Movie Review: A Heartfelt Expression of Bergman's Grief, but Less Successful as a Narrative Film.
Summary: 3 Stars

"Saraband" is a deeply personal film by veteran director Ingmar Bergman, inspired by the loss of his wife Ingrid. Marianne (Liv Ullmann) is suddenly moved to visit her first ex-husband Johan (Erland Jossefsen), a retired academic whom she has not seen in at least 30 years. She finds Johan at his summer house in the country, where his estranged son Henrik (Börje Ahlstedt) and 19-year-old granddaughter Karin (Julia Dufvenius) are staying in the nearby lake cottage. Henrik is distraught over the death of his beloved wife Anna 2 years before and has transferred his possessive affection to Karin, a talented young cellist, whom he tutors in music and fears will strike out on her own. There is no limit to the venom between Henrik and Johan, a needy man who as a boy sought his father's love and the father whose distaste for the boy eventually turned to hatred. Marianne becomes a sympathetic ear for Karin and is immersed in this family drama.

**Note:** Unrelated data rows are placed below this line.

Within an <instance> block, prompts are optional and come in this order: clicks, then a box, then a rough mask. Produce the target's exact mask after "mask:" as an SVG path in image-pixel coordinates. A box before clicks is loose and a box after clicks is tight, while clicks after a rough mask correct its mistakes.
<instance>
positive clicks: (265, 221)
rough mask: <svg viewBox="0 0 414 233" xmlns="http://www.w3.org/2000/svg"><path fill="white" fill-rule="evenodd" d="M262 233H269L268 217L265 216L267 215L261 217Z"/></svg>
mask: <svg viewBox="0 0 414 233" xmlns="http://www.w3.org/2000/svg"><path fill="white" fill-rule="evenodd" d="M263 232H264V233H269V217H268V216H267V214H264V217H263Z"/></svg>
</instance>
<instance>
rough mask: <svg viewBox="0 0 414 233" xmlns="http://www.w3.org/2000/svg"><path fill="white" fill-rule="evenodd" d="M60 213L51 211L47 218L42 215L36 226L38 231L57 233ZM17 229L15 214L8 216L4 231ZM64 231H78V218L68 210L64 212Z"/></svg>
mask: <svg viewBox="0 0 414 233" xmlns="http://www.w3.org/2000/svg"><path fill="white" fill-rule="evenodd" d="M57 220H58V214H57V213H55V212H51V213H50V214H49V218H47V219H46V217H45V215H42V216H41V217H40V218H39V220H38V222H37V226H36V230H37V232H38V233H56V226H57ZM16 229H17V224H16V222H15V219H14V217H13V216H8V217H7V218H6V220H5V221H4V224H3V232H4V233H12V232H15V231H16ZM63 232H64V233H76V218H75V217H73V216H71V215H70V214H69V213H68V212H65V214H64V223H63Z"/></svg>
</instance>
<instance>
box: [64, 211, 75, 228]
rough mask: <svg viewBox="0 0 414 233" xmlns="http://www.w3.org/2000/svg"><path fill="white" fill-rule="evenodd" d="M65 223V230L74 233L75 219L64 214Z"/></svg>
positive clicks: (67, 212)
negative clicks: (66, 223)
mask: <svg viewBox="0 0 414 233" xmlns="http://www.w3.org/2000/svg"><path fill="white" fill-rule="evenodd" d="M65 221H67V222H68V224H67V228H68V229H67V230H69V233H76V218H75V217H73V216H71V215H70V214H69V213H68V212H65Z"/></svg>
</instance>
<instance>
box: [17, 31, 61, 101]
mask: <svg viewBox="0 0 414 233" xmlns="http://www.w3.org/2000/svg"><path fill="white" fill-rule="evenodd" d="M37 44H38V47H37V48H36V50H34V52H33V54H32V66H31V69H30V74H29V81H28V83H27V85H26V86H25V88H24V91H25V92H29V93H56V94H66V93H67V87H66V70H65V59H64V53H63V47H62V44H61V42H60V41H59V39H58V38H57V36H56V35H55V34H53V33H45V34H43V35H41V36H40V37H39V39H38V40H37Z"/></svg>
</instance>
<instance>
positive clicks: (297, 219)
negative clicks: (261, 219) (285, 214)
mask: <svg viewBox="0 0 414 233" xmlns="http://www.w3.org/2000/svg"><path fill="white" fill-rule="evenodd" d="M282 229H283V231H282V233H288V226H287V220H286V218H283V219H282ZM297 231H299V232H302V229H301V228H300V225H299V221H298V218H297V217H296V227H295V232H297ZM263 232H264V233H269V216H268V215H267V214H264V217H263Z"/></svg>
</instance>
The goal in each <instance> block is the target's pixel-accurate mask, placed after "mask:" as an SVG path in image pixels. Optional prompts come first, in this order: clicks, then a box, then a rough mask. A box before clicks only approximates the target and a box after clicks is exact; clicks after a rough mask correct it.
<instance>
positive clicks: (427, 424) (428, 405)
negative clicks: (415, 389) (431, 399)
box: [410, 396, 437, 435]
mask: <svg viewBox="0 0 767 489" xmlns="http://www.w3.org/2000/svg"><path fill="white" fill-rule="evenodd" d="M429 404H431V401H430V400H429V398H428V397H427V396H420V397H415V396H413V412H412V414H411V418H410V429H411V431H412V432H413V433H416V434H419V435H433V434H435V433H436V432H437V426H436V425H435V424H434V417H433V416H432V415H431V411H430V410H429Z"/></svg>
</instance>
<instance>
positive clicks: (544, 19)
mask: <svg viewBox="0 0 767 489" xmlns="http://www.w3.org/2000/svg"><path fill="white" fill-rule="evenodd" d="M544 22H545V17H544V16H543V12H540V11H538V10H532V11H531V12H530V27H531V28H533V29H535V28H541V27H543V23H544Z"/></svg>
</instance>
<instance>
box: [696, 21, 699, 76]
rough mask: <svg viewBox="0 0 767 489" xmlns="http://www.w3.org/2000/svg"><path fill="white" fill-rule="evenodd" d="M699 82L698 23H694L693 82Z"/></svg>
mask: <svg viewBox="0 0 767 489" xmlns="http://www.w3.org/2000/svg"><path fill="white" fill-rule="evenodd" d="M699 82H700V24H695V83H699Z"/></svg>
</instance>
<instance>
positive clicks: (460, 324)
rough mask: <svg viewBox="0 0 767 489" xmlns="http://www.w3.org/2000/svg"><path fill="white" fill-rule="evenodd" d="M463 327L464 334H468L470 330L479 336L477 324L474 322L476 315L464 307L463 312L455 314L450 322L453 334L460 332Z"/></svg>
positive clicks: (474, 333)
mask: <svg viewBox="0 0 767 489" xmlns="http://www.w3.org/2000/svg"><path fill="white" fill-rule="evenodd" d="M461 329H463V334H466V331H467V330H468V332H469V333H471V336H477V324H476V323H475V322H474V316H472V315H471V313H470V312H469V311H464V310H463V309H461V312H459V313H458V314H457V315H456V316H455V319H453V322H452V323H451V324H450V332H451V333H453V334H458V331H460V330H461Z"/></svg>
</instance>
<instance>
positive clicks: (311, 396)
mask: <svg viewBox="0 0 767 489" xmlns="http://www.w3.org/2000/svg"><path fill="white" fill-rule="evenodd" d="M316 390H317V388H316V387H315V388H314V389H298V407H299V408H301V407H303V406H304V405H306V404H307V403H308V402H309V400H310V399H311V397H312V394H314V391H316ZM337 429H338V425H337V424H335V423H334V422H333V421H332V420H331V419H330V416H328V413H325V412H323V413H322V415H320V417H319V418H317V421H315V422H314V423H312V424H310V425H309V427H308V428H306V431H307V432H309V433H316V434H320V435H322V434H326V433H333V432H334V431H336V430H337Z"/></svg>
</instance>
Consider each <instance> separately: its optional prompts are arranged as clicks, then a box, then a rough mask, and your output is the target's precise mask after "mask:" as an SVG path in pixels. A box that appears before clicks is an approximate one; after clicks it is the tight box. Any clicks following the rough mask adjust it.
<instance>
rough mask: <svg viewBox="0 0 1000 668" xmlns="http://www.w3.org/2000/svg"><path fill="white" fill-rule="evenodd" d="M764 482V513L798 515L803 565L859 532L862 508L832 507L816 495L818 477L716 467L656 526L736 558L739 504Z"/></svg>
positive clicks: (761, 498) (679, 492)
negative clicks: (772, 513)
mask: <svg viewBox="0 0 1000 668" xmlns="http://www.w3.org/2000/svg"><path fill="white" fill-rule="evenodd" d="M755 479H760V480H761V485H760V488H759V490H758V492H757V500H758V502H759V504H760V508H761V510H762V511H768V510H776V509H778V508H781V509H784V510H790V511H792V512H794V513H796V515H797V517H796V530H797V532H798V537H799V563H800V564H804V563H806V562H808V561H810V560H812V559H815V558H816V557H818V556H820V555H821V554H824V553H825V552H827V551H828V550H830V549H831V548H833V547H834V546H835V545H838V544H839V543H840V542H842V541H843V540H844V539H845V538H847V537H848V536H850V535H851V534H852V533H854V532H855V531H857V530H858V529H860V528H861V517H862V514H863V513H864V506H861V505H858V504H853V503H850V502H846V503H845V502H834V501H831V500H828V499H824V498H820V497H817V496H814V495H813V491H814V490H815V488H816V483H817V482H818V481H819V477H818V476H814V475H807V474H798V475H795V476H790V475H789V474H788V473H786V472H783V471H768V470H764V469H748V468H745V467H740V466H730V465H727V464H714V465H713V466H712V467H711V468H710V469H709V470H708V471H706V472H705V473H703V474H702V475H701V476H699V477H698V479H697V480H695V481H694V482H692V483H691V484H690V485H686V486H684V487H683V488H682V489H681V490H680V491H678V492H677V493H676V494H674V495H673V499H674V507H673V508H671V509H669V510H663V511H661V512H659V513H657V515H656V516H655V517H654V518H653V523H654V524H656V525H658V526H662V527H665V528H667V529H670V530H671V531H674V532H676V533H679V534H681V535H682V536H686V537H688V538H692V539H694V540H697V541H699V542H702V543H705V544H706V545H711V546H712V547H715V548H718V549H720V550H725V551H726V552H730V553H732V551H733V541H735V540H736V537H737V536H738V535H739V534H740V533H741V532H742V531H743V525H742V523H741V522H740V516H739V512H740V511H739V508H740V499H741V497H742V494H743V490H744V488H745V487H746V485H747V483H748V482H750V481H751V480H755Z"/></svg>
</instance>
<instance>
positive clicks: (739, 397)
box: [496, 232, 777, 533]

"Saraband" is a series of conversations between these 4 people, isolated from the outside world by miles of countryside and by the strong emotions that bind them at the same time they corrode their relationships. Many of the conversations are essentially monologues, sometimes even spoken to the camera. The performances are expressed intensely, and I was particularly impressed with Börje Ahlstedt's pathetic, cruel, mercurial characterization. But "Saraband" works better as a tortuous expression of Ingmar Bergman's grief than it does as a story, and the film is better understood on that level. Karin is too neurotic and melodramatic for a 19-year-old, until we remember that she embodies the psyche of the very old, very neurotic director. Johan's bizarre attachment to his deceased daughter-in-law, whom he barely knew, doesn't make sense unless we consider that Johan is Bergman, just as Henrik is Bergman. The quasi-incestuous relationship between Henrik and Karin seems out of place in the story, but it works as metaphor. The memory of Anna pervades the film to an extent that is creepy. But Anna is there because Ingrid is always in Ingmar Bergman's thoughts.

One thing I found interesting in "Saraband" was the conflicting views of the characters: Marianne always thought Johan was "nice", while Henrik finds him nasty and beneath contempt. Most of the world thinks Henrik obnoxious, domineering, and slightly crazy, but his wife thought him full of love. There is a valid point there. And the fact that the characters can no more change how they feel about one another than they could bring back the dead is accepted as fact, which I suppose is kind of refreshing. But what we have is a bunch of people who don't get along. And so what? They don't need to. Bergman manages to give every emotion a great deal of weight. Too much weight. "Saraband" is an interesting bit of metaphor and may shed light on the nature of Berman's personal grief. But these characters just aren't credible in the real world. It doesn't work as a narrative. And I think it needs to, thus my 3-star rating.

Note: Bergman should have been more careful with his numbers. Marianne is 63 and hasn't seen Johan in 30-32 years. They were married for 16 years, then saw each other again after Marianne divorced her 2nd husband. I'm sure that Bergman wanted to indicate that Marianne was a young woman when she married, but he probably didn't mean to say she was in junior high school. It's a careless error that Bergman would probably brush off as inconsequential, but numerically-minded members of the audience will pick up on it right away.

The DVD (Sony Pictures 2006): The single bonus feature is a 44-minute film about "The Making of Saraband". It is primarily behind-the-scenes footage of Ingmar Bergman directing the actors, filming, and dealing with technical issues. It also includes some interview footage with Bergman, the cast, and the film's art director, costume designer, and prop master. Subtitles are available for the feature film in English, French (Canadian), and Portuguese (Brazilian).